By Jade Fu, Investment Manager at Heartwood Investment Management
In the wake of last week’s forced resignation of the Turkish Prime Minister, President Erdogan of Turkey defended his views of strengthening the role of his presidency and moving away from parliamentary democracy, declaring: “No one has the right to turn Turkey into a country of lions condemned to a vegetarian diet.”
Turkey serves as a reminder to investors that political risk is always an important consideration when investing in emerging markets (EM). President Erdogan’s comments were made in respect to constitutional changes, which lie at the heart of Turkey’s domestic struggles. But as ever, underlying much of the current turmoil in Turkey is a deteriorating economy. Turkey experienced rapid rates of economic growth before 2011, when the country embraced a market reform agenda. Since then, however, GDP has fallen sharply – albeit to levels that would satisfy most developed economies, Inflation has been stubbornly high (8% as of April, 2016) and unemployment remains above 10%. For an economy that relies on external financing, Turkey’s sizeable current account deficit (4.4% of GDP as of the fourth quarter of 2015) creates vulnerabilities for the economy.
EM has faced structural and cyclical headwinds
When times are hard, political discourse often becomes a battle between more orthodox, market-friendly economics versus populist rhetoric.
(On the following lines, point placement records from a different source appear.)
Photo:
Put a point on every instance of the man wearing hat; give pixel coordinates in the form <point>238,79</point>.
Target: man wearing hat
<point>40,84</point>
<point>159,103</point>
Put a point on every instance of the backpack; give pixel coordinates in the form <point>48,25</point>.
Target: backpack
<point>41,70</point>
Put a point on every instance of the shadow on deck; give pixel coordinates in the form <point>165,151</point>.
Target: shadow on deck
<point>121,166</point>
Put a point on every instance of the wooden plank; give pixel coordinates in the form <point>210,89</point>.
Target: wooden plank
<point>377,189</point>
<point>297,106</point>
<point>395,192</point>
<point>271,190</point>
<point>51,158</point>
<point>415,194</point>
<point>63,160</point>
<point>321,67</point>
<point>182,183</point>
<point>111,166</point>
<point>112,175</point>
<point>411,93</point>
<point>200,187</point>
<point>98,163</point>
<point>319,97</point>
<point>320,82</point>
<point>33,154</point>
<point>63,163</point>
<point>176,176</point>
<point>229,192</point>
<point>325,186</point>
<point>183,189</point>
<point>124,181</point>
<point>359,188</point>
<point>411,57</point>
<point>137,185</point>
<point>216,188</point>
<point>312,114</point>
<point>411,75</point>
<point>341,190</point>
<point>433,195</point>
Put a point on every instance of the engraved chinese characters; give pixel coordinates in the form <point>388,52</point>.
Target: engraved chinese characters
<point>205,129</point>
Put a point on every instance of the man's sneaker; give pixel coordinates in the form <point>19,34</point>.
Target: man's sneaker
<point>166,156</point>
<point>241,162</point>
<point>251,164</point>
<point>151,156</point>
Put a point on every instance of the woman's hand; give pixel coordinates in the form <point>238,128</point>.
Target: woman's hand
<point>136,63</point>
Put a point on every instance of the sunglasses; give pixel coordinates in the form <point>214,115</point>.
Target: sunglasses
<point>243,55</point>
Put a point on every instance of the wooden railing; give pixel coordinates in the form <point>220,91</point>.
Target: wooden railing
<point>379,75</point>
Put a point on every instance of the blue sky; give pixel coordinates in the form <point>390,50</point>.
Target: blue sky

Turkey’s ousted Prime Minister, Ahmet Davutoglu, has favoured balancing budgets, reducing inflation and improving fiscal accounts. Erdogan, on the other hand, supports an approach of lowering borrowing rates and raising overall levels of growth to beat inflation.
Structural economic reforms were huge drivers of economic growth and capital markets in the earlier part of this century, but momentum has waned in the past couple of years. It is, therefore, unsurprising that EM growth has been on a decelerating trend since 2014. At the same time, EM countries have had to contend with cyclical headwinds: a China-led global slowdown, commodity price falls, uncertainty around Federal Reserve policy and US dollar strength. The consequence is that investors have voted with their feet. Flows into EM assets have dried up since the summer of 2015 and, despite the equity market bounce since mid-February, investors appear to be reluctant to pile back in.
Political crisis often harbingers change
Many EM countries are experiencing painful adjustments, which part explains weaker risk appetite. Brazil’s current political and economic woes are payback for the lack of reform during the good times. Brazil’s economy is smaller today than it was in 2012; a result of fiscal overspend, declining commodity prices and political corruption. The Brazilian real has fallen by nearly 60% against the US dollar since June 2014, though it has rallied 13% this year.
However, with Dilma Rouseff facing an impeachment trial, investors are optimistic that change is afoot. Local equity markets are more than 40% higher since their January low, in part driven by the commodity price rebound but also expectations of Rouseff’s impeachment. Given the strength of the rally, we believe that much of the good news has been priced in. Nonetheless, we are encouraged by current developments and believe they are a longer-term positive for Brazil’s economy and capital markets.
We are less bearish than outright bullish on EM
Political events this week have encapsulated what EM investing is all about: being selective and avoiding country, idiosyncratic risk. Of course, it is not always that straightforward. Despite averaging a 6% annual growth rate since 2012, the Philippines electorate has just voted in an anti-establishment candidate, Rodrigo Duterte. So far, Duterte has gone some way to assuage market concerns by pledging to continue with the macroeconomic policies of the outgoing administration of Benigo Aquino. We are expecting continuity of policies for the time being and believe that the underlying economic fundamentals will remain intact.
Broadly, and despite this week’s political headlines, the emerging markets asset class is in much better shape than two decades ago. EM equities continue to offer investors significant opportunities in an environment of low global growth. We have been increasing our EM equities weighting within our higher risk strategy since late 2015, when we were underweight. We would not yet describe ourselves as ‘bullish’, but we believe there are reasons to be less bearish; we are, though, cognisant of country-specific risk. Overall, if the US dollar weakens, the Fed remains dovish and we see more evidence of positive fundamental changes, then given how investors are positioned we can see EM doing quite well.